Application Information
| Metric | Type | Tags | Unit | Description |
|---|---|---|---|---|
webpdf | Gauge | version, version_date, beta | - | Constant metric with webPDF version metadata |
Architecture Overview
webPDF implements a 4-layer monitoring architecture:
The values for Duration and other measurements on this page are examples only.
Layer Duration Overhead What's Measured
─────────────────────────────────────────────────────────────────────────
HTTP (http_server) 50ms 100% Full request cycle
↓ (5ms auth/CORS)
API (api_operation) 45ms 90% 5ms: Auth, CORS, routing
↓ (5ms Jersey)
Service (service_method) 40ms 80% 5ms: Jersey serialization
↓ (5ms queue wait)
Worker Execution 35ms 70% 5ms: Queue wait time
HTTP Transport Layer
Prefix: http_server
Measures: Complete HTTP request lifecycle including network I/O, authentication, CORS, and routing overhead
| Metric | Type | Tags | Unit | Description |
|---|---|---|---|---|
http_server_requests | Timer | endpoint, method, uri, status | seconds | Total HTTP request duration from network arrival to response |
http_server_requests_active | Gauge | endpoint, method, uri | requests | Currently active HTTP requests in processing |
http_server_request_size | DistributionSummary | endpoint, method, uri | bytes | HTTP request body size |
http_server_response_size | DistributionSummary | endpoint, method, uri, status | bytes | HTTP response body size |
http_server_errors_client | Counter | endpoint, method, uri | errors | Client errors (4xx status codes) |
http_server_errors_server | Counter | endpoint, method, uri | errors | Server errors (5xx status codes) |
Example Tags:
endpoint:/rest/converter,/rest/pdfa,/soap/signaturemethod:GET,POST,PUT,DELETEuri:/rest/converter,/rest/pdfa/{id}status:200,400,401,500
REST API Layer
Prefix: api_operation
Measures: Jersey REST endpoint execution including request deserialization, resource method invocation, and response serialization (excludes auth/CORS overhead)
| Metric | Type | Tags | Unit | Description |
|---|---|---|---|---|
api_operation_duration | Timer | endpoint, operation | seconds | REST endpoint processing time |
Example Tags:
endpoint:ConverterResource,PdfaResource,SignatureResourceoperation:convert,validatePdfa,signDocument
Business Logic Layer
Prefix: service_method
Measures: Execution of business logic (web service operations) including processing time, request count, and errors (excludes Jersey overhead)

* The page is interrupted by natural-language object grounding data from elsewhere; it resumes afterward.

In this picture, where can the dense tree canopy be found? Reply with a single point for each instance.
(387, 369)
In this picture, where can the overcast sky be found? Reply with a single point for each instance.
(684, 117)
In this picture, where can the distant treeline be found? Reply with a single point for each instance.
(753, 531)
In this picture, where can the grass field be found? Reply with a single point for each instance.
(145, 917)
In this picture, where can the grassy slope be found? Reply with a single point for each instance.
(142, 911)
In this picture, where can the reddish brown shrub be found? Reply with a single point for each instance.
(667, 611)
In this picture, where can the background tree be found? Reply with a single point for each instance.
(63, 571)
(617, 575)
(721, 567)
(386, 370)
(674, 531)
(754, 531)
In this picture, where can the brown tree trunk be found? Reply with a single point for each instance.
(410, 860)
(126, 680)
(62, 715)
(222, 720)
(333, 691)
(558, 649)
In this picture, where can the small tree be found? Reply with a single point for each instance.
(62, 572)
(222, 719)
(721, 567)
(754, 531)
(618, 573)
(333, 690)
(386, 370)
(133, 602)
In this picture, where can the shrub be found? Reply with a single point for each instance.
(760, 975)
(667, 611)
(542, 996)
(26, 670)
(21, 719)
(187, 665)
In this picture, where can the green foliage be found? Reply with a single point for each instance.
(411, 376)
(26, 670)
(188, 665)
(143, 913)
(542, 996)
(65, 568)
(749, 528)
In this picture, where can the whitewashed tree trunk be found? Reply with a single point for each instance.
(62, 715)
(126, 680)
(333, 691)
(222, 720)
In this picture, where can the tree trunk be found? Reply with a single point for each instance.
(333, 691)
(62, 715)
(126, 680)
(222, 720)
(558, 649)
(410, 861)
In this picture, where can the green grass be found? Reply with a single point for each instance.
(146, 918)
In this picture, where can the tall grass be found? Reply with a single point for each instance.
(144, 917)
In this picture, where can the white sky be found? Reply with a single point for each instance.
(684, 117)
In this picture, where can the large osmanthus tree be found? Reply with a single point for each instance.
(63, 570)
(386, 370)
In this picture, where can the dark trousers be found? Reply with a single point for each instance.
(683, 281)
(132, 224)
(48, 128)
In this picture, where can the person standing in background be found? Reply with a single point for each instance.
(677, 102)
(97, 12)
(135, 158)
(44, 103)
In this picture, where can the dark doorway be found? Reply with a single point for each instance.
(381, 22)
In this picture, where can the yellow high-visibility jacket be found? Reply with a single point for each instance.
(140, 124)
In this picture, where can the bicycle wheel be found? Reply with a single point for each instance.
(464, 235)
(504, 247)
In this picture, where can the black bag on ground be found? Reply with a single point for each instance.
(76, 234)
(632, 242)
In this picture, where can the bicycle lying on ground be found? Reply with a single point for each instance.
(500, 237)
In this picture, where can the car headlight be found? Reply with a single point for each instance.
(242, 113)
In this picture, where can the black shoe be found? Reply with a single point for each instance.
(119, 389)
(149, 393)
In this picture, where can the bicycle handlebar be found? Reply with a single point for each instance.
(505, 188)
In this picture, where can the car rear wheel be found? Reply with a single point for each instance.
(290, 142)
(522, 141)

| Metric | Type | Tags | Unit | Description |
|---|---|---|---|---|
service_method_duration | Timer | method | seconds | Service operation duration from worker submission to response |
service_method_requests_total | Counter | method | requests | Total number of service requests executed |
service_method_errors_total | Counter | method | errors | Total number of service execution errors |
Method Tag Values:
converter- Document conversion (Office, images, etc.)pdfa- PDF/A conversion and validationsignature- Digital signaturesbarcode- Barcode generation and recognitionocr- Optical character recognitiontoolbox- PDF manipulation operationsurlconverter- URL to PDF conversion
Thread Pool Layer
Prefix: threadpool
Measures: Thread pool utilization, queue depth, and worker lifecycle metrics (live gauges, no timing)
| Metric | Type | Tags | Unit | Description |
|---|---|---|---|---|
threadpool_active | Gauge | pool | threads | Currently executing worker threads |
threadpool_pool_size | Gauge | pool | threads | Configured maximum thread pool capacity |
threadpool_largest_pool_size | Gauge | pool | threads | Peak number of concurrent threads observed |
threadpool_completed_total | Gauge | pool | tasks | Total number of completed worker tasks |
threadpool_rejected_total | Gauge | pool | tasks | Tasks rejected due to full queue ⚠️ |
threadpool_queue_size | Gauge | pool | tasks | Current number of tasks waiting in queue |
threadpool_queue_remaining_capacity | Gauge | pool | tasks | Available queue slots for new tasks |
threadpool_queue_capacity | Gauge | pool | tasks | Maximum configured queue capacity |
Pool Tag Values:
converter,pdfa,barcode,ocr,signature,toolbox,urlconverter
Queue Monitoring:
queue_size = 0 → No backlog, immediate processing
queue_size > 0 → Workers waiting, potential latency
queue_size == capacity → Queue full, next submit will reject!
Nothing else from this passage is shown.